L’attuale atteggiamento aggressivo di Draghi è chiaramente un sistema per immettere ancora liquidità nel sistema finanziario, comprare ulteriore tempo affinché i governi nazionali possano implementare riforme e agire con la leva della politica fiscale. Aver ancorato il raggiungimento dell’obiettivo di inflazione all’andamento delle materie prime (in particolare al prezzo dell’OIL), rappresenta però una dichiarazione di sconfitta e forse al tempo stesso la certezza di dover continuare a pompare liquidità nel sistema per molto tempo ancora. Al momento le dinamiche inflazionistiche legate alle materie prime possono mutare solo in caso di shock esogeni dal lato dell’offerta. Di certo il dollaro forte non aiuterà a fare da volano ai prezzi delle commodities. E ce ne siamo accorti proprio venerdì quando al taglio della Banca Centrale Cinese (arrivato inaspettatamente e mentre ancora i mercati erano “drogati” dall’effetto Draghi) di 25 punti base del tasso di rifinanziamento, non è seguito un rimbalzo dell’Oro nero, che ha chiuso la settimana sotto i 45 dollari al barile per il prossimo contratto WTI. In effetti la dimensione del taglio potrebbe essere insufficiente per dare vitalità al settore manifatturiero; ci si aspetta seguiranno nuovi tagli per dare vigore e impulso ad una politica monetaria espansiva. Malgrado ogni più rosea interpretazione sullo stato di salute attuale e futuro della Cina, tuttavia c’è da riscontrare come il dollaro, rafforzatosi negli ultimi giorni, stia inficiando la price action delle materie prime, rendendole implicitamente più costose per i paesi importatori.

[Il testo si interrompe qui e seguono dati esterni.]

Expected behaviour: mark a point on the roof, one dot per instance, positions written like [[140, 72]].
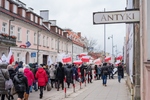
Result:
[[21, 18]]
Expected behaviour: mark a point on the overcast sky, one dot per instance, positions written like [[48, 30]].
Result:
[[77, 15]]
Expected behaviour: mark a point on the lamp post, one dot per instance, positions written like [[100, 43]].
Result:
[[112, 44], [116, 49]]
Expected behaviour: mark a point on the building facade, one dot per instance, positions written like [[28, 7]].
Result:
[[45, 37]]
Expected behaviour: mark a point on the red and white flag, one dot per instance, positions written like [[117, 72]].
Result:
[[85, 58], [67, 59], [107, 59], [10, 58], [77, 62]]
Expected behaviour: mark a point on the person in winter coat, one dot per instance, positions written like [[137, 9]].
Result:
[[99, 72], [89, 72], [42, 79], [20, 83], [60, 76], [47, 72], [104, 71], [52, 75], [20, 65], [74, 71], [120, 72], [68, 74], [82, 70], [12, 73], [4, 75], [30, 77]]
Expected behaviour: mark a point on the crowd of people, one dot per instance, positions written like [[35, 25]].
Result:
[[29, 77]]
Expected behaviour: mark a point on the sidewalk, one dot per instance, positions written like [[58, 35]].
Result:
[[96, 91], [92, 91]]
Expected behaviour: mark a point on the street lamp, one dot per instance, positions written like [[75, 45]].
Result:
[[111, 37]]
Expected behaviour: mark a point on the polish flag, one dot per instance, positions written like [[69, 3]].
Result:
[[85, 58], [77, 62], [97, 61], [67, 59], [82, 54], [10, 58], [107, 59], [119, 58]]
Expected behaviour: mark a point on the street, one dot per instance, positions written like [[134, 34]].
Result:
[[92, 91]]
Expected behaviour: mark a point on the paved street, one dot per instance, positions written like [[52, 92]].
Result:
[[94, 91]]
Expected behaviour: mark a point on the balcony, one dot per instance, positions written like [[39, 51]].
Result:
[[7, 40]]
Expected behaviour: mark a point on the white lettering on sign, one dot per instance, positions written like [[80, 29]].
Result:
[[116, 17]]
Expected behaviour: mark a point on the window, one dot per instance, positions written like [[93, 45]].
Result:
[[56, 30], [18, 57], [43, 40], [15, 9], [12, 29], [35, 39], [4, 27], [27, 35], [56, 45], [36, 19], [19, 34], [6, 4], [39, 40], [47, 42], [62, 45], [52, 43]]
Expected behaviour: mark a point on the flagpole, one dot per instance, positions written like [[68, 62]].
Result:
[[104, 39]]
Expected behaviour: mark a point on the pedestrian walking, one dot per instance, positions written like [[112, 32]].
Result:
[[60, 76], [12, 73], [4, 75], [99, 72], [52, 75], [120, 72], [69, 75], [42, 79], [20, 83], [30, 77], [89, 73], [104, 73]]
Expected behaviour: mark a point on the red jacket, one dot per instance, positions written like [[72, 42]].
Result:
[[29, 75], [41, 77]]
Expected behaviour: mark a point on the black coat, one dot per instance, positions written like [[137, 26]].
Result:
[[20, 82], [120, 70], [105, 70], [69, 74], [12, 73], [60, 73]]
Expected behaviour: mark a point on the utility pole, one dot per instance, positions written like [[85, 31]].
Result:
[[136, 56]]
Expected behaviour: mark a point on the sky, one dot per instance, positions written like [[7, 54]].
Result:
[[78, 16]]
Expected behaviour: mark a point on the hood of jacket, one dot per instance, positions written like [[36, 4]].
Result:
[[40, 70], [26, 70], [19, 77]]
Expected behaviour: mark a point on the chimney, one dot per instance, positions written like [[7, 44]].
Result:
[[79, 34], [44, 14], [30, 9], [53, 22]]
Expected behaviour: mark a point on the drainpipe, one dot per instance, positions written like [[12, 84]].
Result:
[[38, 46], [9, 29]]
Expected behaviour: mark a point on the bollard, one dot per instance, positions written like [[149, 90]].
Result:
[[85, 79], [73, 82], [65, 85]]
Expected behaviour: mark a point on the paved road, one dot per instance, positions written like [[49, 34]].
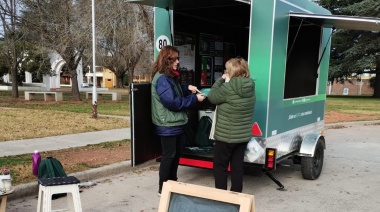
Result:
[[349, 182]]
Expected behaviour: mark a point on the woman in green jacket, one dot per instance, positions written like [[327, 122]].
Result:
[[234, 95]]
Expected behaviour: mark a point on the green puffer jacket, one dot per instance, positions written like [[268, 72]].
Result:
[[236, 101]]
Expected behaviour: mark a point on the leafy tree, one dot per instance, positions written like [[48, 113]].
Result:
[[126, 32], [354, 51]]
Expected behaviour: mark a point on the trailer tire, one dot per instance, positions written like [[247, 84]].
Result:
[[311, 167]]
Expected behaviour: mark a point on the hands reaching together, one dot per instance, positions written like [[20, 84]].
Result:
[[200, 95]]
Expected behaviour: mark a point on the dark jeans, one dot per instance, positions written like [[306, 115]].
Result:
[[229, 154], [172, 147]]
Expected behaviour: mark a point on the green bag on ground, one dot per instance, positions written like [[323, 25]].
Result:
[[203, 132], [50, 167]]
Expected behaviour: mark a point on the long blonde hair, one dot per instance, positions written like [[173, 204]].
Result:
[[237, 67], [164, 61]]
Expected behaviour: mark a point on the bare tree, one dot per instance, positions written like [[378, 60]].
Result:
[[127, 33], [64, 26], [13, 43]]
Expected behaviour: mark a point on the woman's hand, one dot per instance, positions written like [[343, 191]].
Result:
[[193, 89], [200, 97]]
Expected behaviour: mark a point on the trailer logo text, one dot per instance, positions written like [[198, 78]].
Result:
[[293, 116]]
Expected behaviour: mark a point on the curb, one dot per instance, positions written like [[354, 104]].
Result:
[[30, 189], [350, 124]]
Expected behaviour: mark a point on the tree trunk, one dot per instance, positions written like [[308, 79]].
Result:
[[74, 86], [376, 92], [14, 83]]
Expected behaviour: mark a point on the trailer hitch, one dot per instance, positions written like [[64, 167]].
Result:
[[270, 175]]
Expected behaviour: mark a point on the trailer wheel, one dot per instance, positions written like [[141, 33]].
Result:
[[311, 167]]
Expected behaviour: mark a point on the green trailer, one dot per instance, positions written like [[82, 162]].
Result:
[[287, 46]]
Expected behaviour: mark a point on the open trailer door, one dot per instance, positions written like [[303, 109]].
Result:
[[340, 21]]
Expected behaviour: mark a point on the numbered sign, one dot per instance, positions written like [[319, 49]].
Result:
[[162, 41]]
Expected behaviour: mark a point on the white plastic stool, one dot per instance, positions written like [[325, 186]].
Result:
[[64, 185]]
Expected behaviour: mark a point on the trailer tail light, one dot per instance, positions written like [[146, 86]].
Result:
[[270, 159]]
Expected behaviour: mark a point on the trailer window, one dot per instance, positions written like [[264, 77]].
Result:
[[302, 59]]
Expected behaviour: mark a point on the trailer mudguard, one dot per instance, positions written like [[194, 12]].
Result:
[[309, 143]]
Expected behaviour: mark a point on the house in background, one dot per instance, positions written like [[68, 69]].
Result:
[[105, 78], [357, 85], [141, 77]]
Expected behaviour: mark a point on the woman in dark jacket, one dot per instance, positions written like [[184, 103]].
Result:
[[234, 95], [169, 102]]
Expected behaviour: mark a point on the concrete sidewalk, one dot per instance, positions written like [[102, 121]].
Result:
[[25, 146], [348, 181]]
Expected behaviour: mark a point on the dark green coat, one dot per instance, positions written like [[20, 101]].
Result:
[[236, 101]]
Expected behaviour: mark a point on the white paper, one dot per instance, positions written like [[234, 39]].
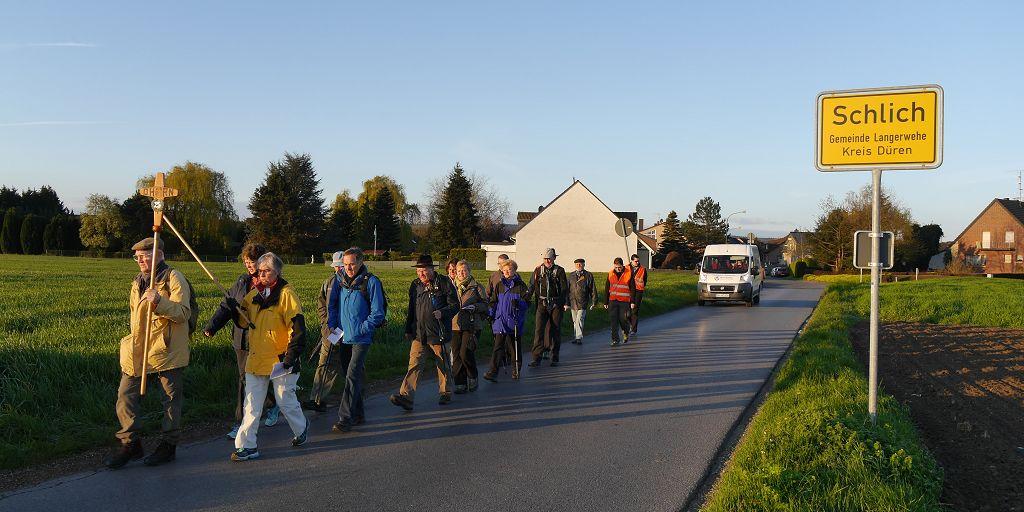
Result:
[[335, 336], [279, 371]]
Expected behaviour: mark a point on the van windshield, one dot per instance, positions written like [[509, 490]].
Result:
[[725, 264]]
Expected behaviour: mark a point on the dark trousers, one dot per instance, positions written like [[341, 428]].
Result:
[[548, 331], [351, 398], [635, 312], [463, 356], [129, 406], [507, 351], [619, 315]]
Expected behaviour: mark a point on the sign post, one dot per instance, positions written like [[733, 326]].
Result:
[[870, 130]]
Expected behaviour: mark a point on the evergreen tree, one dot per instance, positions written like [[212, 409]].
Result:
[[9, 243], [456, 222], [386, 221], [341, 225], [32, 233], [706, 226], [288, 209]]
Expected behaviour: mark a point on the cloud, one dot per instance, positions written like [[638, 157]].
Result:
[[48, 45], [51, 123]]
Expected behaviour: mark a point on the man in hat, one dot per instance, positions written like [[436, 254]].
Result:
[[549, 289], [583, 294], [432, 304], [169, 299]]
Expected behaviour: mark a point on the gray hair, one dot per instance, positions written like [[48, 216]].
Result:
[[273, 260], [354, 251]]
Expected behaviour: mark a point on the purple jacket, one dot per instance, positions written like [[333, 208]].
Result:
[[508, 305]]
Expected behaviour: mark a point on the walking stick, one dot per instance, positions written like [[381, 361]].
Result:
[[159, 193], [207, 270]]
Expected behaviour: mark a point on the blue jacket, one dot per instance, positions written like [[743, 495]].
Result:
[[508, 305], [348, 308]]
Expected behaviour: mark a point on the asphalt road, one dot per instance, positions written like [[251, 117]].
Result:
[[626, 428]]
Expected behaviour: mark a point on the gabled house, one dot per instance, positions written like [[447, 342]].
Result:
[[578, 224], [990, 240]]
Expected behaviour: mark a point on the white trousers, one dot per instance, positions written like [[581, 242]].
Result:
[[579, 317], [284, 390]]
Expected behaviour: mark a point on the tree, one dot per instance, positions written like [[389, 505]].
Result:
[[32, 233], [9, 243], [456, 221], [706, 226], [288, 209], [341, 225], [386, 221], [102, 224], [491, 206], [203, 210]]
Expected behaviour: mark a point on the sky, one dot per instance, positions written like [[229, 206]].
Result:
[[652, 104]]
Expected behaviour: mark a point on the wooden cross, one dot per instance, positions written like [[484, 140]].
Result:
[[159, 193]]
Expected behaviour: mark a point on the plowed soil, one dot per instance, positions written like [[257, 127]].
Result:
[[965, 388]]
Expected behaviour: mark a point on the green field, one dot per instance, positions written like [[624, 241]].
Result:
[[812, 446], [61, 320]]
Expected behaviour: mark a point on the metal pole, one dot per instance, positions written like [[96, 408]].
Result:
[[872, 372]]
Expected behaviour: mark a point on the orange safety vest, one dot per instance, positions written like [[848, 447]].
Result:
[[619, 288], [641, 273]]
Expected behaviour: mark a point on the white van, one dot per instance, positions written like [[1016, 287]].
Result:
[[730, 272]]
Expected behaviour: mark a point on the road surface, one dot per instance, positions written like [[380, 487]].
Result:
[[632, 427]]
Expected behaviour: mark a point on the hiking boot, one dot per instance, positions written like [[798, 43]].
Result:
[[301, 439], [127, 452], [401, 400], [163, 455], [313, 406], [272, 415], [241, 455]]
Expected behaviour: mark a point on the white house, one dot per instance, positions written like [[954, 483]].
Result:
[[577, 224]]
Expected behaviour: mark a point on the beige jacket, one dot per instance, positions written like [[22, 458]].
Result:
[[169, 333]]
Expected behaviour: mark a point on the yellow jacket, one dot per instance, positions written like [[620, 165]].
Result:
[[169, 332], [271, 335]]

oilDa settimane ormai guardiamo da vicino lo scenario macro in cui ci muoviamo e insieme le notizie provenienti dal micro. Oggi magari cogliamo l’occasione di fare il punto delle trimestrali in atto in Europa e in America. La stagione degli utili in US appare più forte rispetto a quella europea: bene gli utili dichiarati rispetto alle vendite che sono invece in contrazione. Su un terzo delle aziende, il 74% ha battuto le stime sugli utili (stessa percentuale del secondo trimestre) con guadagni a livello aggregato del 3.1% superiori alle attese. Le vendite invece, come accennato, hanno mancato le attese per lo 0.4% con 56 aziende su 100 che hanno riportato numeri inferiori, in contrazione anche rispetto al trimestre precedente (51 su 100). Un dato quelle delle vendite che potrebbe fuorviare il lettore poiché, per quanto in contrazione, deve essere letto congiuntamente con i ricavi.  In Europa invece, per quanto sia ancora presto poter inferire sull’intera Regione perché solo 47 aziende hanno comunicato i risultati, gli utili sono stati superiori alle attese solo per lo 0.9%. Pesano tuttavia il numero di profit warnings e l’indice di sorpresa delle vendite e degli utili, sceso rispetto ai trimestri precedenti.

Apprestiamoci ad affrontare la settimana: martedì inizieranno i lavori della due giorni del FOMC e con molta probabilità la FED lascerà tutto invariato fino almeno a Dicembre; forte attesa per il meeting di venerdì quando la BOJ potrebbe unirsi alla BCE e alla PBOC in questa lotta valutaria incrementando l’attuale quantitative easing. È una guerra all’inflazione, che tarda ad arrivare, ed è una guerra che mira a strappare competitività agli altri paesi, svalutando di fatto la propria valuta sovrana.